La fuite de la flotte suédoise et l’anéantissement de la flotte danoise par les efforts combinés de navires suédois et hollandais après un combat opiniâtre entre Fehmarn [19] et Lolland [20] à la fin septembre, épuisent les ressources militaires du Danemark et obligent Christian à accepter la médiation de la France et des Provinces-Unies.

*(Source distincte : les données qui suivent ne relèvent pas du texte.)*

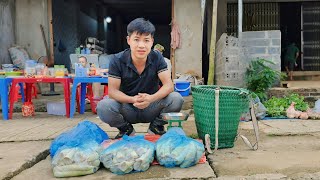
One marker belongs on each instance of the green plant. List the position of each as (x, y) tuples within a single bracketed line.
[(278, 106), (260, 77)]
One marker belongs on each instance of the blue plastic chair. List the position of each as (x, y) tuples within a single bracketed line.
[(83, 84)]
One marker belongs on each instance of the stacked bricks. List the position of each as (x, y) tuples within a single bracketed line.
[(233, 55), (261, 45), (228, 69)]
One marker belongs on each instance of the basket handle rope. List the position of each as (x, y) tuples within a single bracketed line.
[(255, 128), (207, 136)]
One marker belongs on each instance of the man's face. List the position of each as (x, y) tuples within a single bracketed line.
[(83, 62), (140, 45)]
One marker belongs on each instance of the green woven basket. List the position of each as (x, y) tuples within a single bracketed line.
[(232, 103)]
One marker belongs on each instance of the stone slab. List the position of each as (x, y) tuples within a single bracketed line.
[(286, 127), (46, 127), (255, 177), (43, 170), (15, 157)]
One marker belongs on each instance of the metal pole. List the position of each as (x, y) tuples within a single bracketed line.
[(240, 5), (302, 40)]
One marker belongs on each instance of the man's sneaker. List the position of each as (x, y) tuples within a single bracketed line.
[(156, 129), (125, 130)]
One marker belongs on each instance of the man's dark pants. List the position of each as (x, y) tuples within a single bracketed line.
[(117, 114)]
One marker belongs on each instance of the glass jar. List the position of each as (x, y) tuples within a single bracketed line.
[(30, 68)]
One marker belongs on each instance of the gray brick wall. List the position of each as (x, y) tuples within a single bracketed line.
[(233, 55), (261, 44)]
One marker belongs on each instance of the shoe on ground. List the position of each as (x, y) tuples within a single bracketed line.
[(156, 130), (125, 130)]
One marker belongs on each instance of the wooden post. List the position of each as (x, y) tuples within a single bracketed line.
[(213, 42), (51, 54), (172, 51)]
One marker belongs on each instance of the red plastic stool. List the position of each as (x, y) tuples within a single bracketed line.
[(89, 95), (17, 96)]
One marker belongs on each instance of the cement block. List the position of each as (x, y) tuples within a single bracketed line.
[(276, 42), (274, 50), (255, 42), (253, 34), (257, 50)]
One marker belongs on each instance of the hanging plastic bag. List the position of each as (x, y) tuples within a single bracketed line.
[(76, 152), (131, 154), (176, 149)]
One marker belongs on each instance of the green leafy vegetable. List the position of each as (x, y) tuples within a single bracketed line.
[(278, 106)]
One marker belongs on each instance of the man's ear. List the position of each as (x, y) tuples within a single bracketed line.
[(128, 40)]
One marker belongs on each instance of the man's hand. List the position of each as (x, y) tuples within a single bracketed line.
[(143, 100)]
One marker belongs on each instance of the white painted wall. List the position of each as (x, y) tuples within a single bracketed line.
[(188, 16), (29, 15)]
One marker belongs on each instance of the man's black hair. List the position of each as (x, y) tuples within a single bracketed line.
[(83, 57), (141, 26)]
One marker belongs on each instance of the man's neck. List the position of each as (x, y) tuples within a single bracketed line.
[(138, 62)]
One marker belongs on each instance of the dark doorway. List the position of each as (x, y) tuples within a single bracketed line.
[(124, 11), (290, 26)]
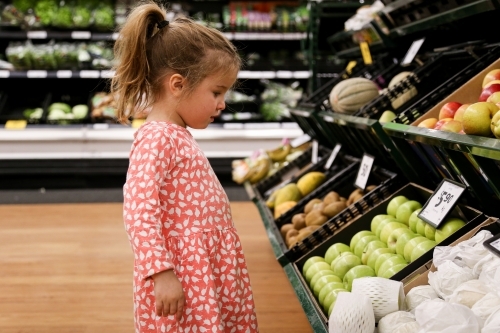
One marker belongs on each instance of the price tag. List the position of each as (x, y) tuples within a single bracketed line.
[(300, 140), (365, 52), (80, 34), (37, 34), (364, 171), (36, 74), (90, 74), (136, 123), (314, 153), (4, 74), (16, 124), (333, 155), (441, 202), (412, 52)]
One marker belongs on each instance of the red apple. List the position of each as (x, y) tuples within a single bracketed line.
[(460, 112), (488, 91), (454, 126), (494, 98), (448, 110), (491, 76), (428, 123), (441, 122)]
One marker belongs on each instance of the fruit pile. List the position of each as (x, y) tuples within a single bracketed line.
[(283, 199), (316, 213), (394, 240), (480, 117), (264, 163)]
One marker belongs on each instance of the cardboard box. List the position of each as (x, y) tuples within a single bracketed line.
[(468, 93), (421, 276)]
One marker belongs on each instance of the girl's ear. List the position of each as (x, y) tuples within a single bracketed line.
[(176, 84)]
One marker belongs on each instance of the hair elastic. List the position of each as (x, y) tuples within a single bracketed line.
[(162, 24)]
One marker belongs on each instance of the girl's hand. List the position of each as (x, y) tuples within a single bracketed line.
[(169, 294)]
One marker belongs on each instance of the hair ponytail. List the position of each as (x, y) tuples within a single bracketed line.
[(145, 55), (130, 84)]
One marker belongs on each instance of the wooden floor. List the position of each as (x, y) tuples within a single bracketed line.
[(68, 268)]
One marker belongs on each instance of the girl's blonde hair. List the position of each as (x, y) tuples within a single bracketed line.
[(145, 55)]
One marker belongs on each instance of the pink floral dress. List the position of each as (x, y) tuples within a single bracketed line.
[(177, 216)]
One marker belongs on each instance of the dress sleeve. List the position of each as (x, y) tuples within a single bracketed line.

Les Suédois menés par Baner sont victorieux et le désastre danois est constaté. La paix est finalement signée à Brömsebro [21] le 8 février 1645. Le Danemark doit céder les provinces norvégiennes de Jämtland, Härjedalen et Älvdalen ainsi que les îles de Gotland et de Ösel en mer Baltique. En outre dans les termes du traité, la Suède de la reine Christine est désormais exemptée du péage du Sund prélevé sur les bateaux étrangers passant par les eaux danoises de la Baltique. En plus de ceci, la Suède reçoit la province de Halland pour une période de 30 ans comme garantie de ces dispositions, possession définitivement confirmée par la suite lors du traité de Roskilde [22].
Le 21 février 1648, à sa demande, il est amené en civière de Frederiksborg près de sa bien-aimée Copenhague, où il meurt une semaine plus tard.